Es wurde von Klubseite mit null Zuschauern kalkuliert, um möglichst ohne Risiken in die neue Spielzeit zu gehen. Doch würden sich unsere Funktionäre sicher besser fühlen, wenn sie den Spielern mit „zusätzlichen“ Einnahmen etwas zurückzahlen könnten. Zudem wird uns als Mannschaft die fehlende Unterstützung von den Rängen besonders hart treffen. Wir haben nicht nur den zweitbesten Zuschauerschnitt der gesamten Liga – lediglich die Borussia aus Düsseldorf hat mehr – sondern können uns dem enthusiastischen Support unseres Fanclubs „Ping-Pong Ultras“ sowie vieler anderer treuen Anhängern stets sicher sein. So wurde die Stimmung schon von einigen Gästespielern mit den Worten „puuuh…bei euch ist es echt laut“ beschrieben. Dass wir dabei unsere Heimspiele in einer vergleichsweisen großen Halle austragen, wertet die Bad Königshöfer Atmosphäre weiter auf, und dass die Entscheidung unseres Landratsamts zu keinen Jubelarien unter den TSV-Sympathisanten führt, dürfte logisch sein.
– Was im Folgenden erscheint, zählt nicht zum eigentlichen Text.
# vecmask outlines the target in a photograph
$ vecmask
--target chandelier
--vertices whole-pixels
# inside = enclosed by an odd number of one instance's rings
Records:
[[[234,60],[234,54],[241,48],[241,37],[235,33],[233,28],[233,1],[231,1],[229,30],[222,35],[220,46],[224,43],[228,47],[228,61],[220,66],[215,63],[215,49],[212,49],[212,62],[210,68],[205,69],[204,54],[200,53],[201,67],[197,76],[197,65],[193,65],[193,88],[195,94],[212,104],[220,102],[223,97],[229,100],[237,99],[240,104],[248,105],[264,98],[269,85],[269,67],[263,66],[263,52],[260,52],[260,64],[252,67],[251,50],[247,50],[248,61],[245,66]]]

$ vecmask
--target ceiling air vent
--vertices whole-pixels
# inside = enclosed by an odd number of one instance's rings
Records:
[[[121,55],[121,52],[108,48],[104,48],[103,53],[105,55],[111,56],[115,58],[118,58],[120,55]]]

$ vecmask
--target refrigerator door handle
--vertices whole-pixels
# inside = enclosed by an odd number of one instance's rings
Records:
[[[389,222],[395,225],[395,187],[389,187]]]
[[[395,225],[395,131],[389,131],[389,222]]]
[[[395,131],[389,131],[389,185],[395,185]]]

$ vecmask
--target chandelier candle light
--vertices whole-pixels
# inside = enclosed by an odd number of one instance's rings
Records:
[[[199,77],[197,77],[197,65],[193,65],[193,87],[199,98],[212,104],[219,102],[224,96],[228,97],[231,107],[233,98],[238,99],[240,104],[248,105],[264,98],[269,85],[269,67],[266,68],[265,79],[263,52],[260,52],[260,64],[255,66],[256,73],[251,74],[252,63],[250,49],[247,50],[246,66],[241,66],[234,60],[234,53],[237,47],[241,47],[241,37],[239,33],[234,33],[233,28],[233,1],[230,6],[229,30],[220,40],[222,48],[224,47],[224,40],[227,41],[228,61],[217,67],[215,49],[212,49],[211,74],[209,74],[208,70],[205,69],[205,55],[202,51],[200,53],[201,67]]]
Doch würde ich momentan auch ungern in der Haut der Politiker stecken, die derartige und noch deutlich einschneidendere Entscheidungen für die Gesellschaft verantworten müssen. 

Keine Gefühlsexplosionen der Kulisse

Bevor ich mich in Kürze noch über die Düsseldorfer Kommunalwahl informiere, möchte ich zum Ende dieses Artikels noch sagen, dass es ohne Zuschauer sicherlich anders sein wird. Nachteile wird die Auswärtsmannschaft vor leeren Tribünen sicher nicht haben und wer einmal vor „voller Hütte“ in Bad Königshofen gespielt hat, wird die Gefühlsexplosionen der Kulisse nicht mehr missen wollen. Nichtsdestotrotz sind wir alle Profis genug, um auch mit dieser neuen Situation umgehen zu können und um zu wissen, dass Jammern grundsätzlich selten zum Erfolg führt.

Stattdessen werden auch wir beim TSV positiv nach vorne blicken und uns sehnlichst wünschen, dass Bastian Steger am Abend des 6. September ein ähnlich breites Grinsen auf den Lippen haben wird wie bei der Bekanntgabe des Spielplans. 

Einen schönen, erfolgreichen und gesunden Saisonstart an alle!